"We will see when the war comes and war is nothing but an election," the superstar told his fans amid speculation that he was a chief ministerial aspirant that the BJP would like to piggyback on to win over Tamil Nadu.
But Rajinikanth, 67, isn't the only cine star prepping to take the plunge that could potentially change the dynamics of Tamil Nadu politics. Last month, Kamal Haasan, 63, confirmed his entry into politics. A mobile app to be launched in January would be a step in this direction.
Politics has been swirling around Rajinikanth and Kamal Haasan, both adored as legends, but both with distinctly different styles that could extend to their political appeal.
Kamal Haasan's fans call him a class actor and while Rajinikanth has mass following.
Born in Ramanathapuram, Kamal Haasan is largely seen as Tamil; Rajinikanth's Karnataka origin is a red flag for some though fans argue that even former Chief Minister J Jayalalithaa was from Bengaluru.
Rajinikanth's popularity with voters in the state is tested, unlike that of Kamal Haasan. With Rajinikanth's support - and his famous comment that even God couldn't save Tamil Nadu if Jayalalithaa came back - the DMK swept the state polls in 1996.
A year after Jayalalithaa, a former film star, died in office, the two superstars are vying for the spot she left vacant.
While Kamal Haasan calls himself an atheist and rationalist, and declares that his colour is not saffron, Rajinikanth's spiritual leaning is seen to complement the BJP ethos.

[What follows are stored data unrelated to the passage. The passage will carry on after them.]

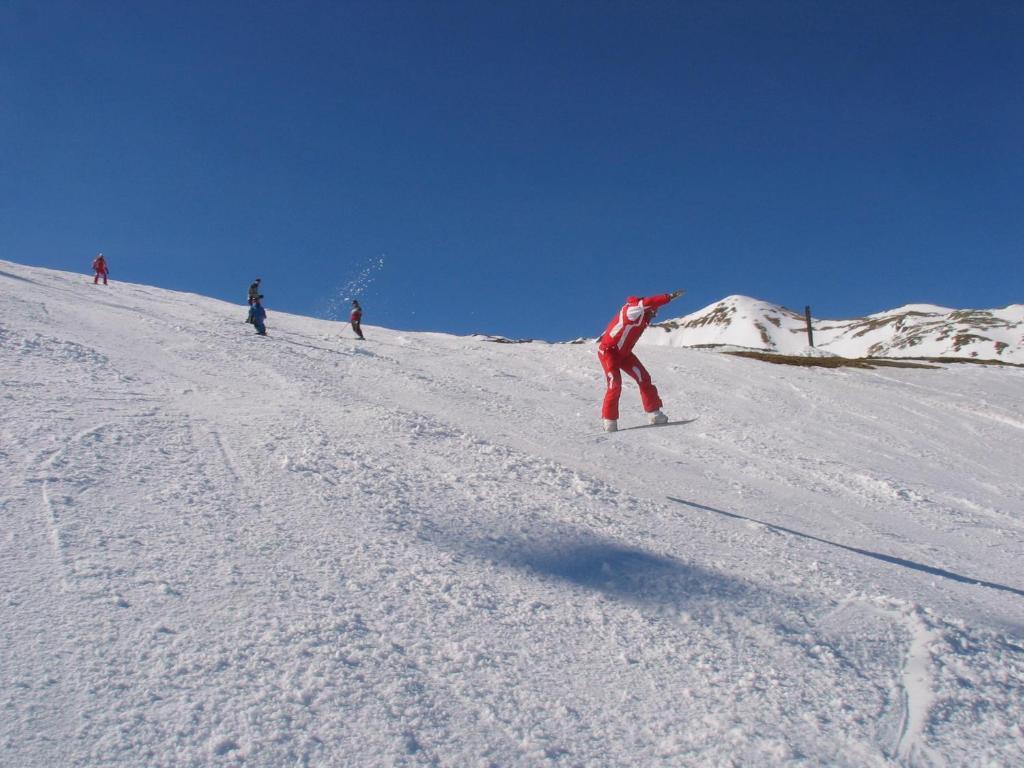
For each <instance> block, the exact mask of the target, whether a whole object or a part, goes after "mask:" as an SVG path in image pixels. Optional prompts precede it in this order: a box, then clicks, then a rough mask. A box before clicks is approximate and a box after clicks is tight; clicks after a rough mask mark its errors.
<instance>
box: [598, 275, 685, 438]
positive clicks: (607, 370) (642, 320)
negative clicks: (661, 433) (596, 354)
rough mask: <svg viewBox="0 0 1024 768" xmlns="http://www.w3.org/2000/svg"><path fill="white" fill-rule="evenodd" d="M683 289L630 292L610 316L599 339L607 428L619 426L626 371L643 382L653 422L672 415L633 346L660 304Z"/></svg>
mask: <svg viewBox="0 0 1024 768" xmlns="http://www.w3.org/2000/svg"><path fill="white" fill-rule="evenodd" d="M682 295H683V292H682V291H673V292H672V293H663V294H658V295H656V296H640V297H638V296H630V297H629V298H628V299H626V303H625V304H624V305H623V308H622V309H620V310H618V313H617V314H615V316H614V317H612V318H611V322H610V323H609V324H608V327H607V328H606V329H605V331H604V333H603V334H602V335H601V338H600V340H599V341H598V347H597V357H598V359H599V360H600V361H601V368H603V369H604V378H605V381H606V382H607V389H606V390H605V392H604V403H603V404H602V407H601V419H602V420H603V421H604V429H605V431H606V432H614V431H615V430H616V429H618V397H620V395H621V394H622V392H623V373H622V372H623V371H625V372H626V373H627V374H629V375H630V376H632V377H633V378H634V379H635V380H636V383H637V384H638V385H639V386H640V400H641V402H643V410H644V411H645V412H646V413H647V419H648V421H649V422H650V423H651V424H666V423H668V421H669V417H667V416H666V415H665V414H663V413H662V398H660V397H659V396H658V394H657V388H656V387H655V386H654V384H653V383H652V382H651V380H650V374H648V373H647V369H645V368H644V367H643V364H642V362H640V360H639V359H638V358H637V356H636V355H635V354H633V346H634V345H635V344H636V343H637V340H638V339H639V338H640V336H641V334H643V332H644V330H645V329H646V328H647V326H648V325H649V324H650V322H651V319H652V318H653V317H654V315H655V314H656V313H657V309H658V307H662V306H665V305H666V304H668V303H669V302H670V301H672V300H673V299H675V298H678V297H679V296H682Z"/></svg>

Kamal Haasan is outspoken while Rajinikanth is reticent, even self-effacing. Kamal Haasan is at ease spouting Tamizh illakiyam (Tamil Literature) as much as John Milton and Shakespeare.

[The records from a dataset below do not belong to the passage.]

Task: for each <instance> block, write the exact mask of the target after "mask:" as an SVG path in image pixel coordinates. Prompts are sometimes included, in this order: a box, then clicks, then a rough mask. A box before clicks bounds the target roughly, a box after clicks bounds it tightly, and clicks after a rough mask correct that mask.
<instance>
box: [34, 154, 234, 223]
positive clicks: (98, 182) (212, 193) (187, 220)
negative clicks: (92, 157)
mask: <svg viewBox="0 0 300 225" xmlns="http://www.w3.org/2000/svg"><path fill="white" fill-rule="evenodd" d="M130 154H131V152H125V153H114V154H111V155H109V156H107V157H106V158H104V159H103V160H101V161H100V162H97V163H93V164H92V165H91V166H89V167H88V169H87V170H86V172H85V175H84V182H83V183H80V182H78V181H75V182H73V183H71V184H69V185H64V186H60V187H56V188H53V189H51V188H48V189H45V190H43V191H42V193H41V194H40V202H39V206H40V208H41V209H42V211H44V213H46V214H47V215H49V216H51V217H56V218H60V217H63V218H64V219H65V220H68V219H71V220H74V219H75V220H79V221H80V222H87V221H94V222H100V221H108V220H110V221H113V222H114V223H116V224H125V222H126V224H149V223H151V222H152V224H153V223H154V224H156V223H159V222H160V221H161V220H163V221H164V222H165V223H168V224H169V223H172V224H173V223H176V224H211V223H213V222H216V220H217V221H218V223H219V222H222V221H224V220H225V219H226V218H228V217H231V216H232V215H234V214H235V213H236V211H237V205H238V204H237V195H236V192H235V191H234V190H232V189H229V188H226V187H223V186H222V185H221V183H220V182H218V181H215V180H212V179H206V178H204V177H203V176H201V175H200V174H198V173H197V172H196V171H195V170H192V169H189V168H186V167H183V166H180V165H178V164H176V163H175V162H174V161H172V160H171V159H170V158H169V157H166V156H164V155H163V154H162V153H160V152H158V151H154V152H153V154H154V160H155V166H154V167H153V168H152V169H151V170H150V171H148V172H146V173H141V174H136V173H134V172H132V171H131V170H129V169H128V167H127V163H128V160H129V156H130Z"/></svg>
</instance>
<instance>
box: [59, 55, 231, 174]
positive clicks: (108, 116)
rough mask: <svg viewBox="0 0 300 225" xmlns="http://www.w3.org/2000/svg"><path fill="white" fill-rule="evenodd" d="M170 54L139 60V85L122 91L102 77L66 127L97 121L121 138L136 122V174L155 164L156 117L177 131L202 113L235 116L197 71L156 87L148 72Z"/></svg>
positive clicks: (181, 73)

Rajinikanth doesn't speak much. But when he does, fans hang onto every word, interpret every nuance and quote him on various platforms as though it is gospel. Rajinikanth says he is cautious because he knows the problems that come with politics.

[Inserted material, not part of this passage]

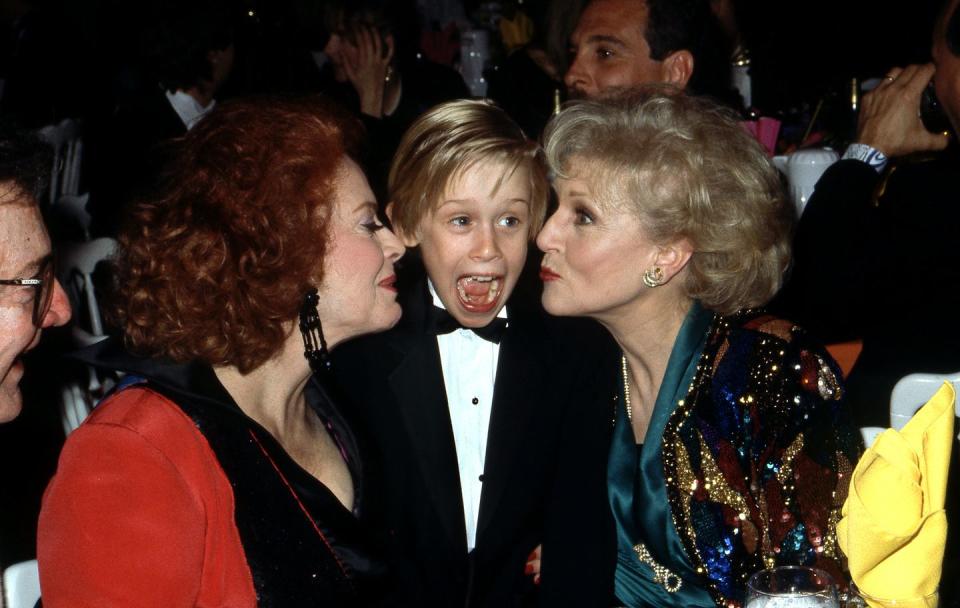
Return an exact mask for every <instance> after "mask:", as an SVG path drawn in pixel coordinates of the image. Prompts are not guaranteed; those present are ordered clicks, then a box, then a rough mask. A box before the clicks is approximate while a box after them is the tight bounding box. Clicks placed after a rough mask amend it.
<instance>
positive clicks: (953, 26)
mask: <svg viewBox="0 0 960 608" xmlns="http://www.w3.org/2000/svg"><path fill="white" fill-rule="evenodd" d="M949 5H950V3H949V2H948V3H947V6H949ZM943 37H944V42H946V43H947V48H948V49H949V50H950V52H951V53H953V54H954V56H957V57H960V5H958V6H955V7H954V8H953V13H952V14H951V15H949V16H947V17H946V27H944V28H943Z"/></svg>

Kamal Haasan had been clear about his political debut long before he committed himself to the plunge at an event to mark his birthday last month.
The two actors have shared screen space in some iconic films in the 1970s, very often with Kamal Haasan playing the straight-laced hero and Rajinikanth the stylish villain with shades of grey.
Kamal Haasan has said they are willing to act together again, but on the political stage this time. There is no villain here. The only dispute could be on who will be the star and who will direct.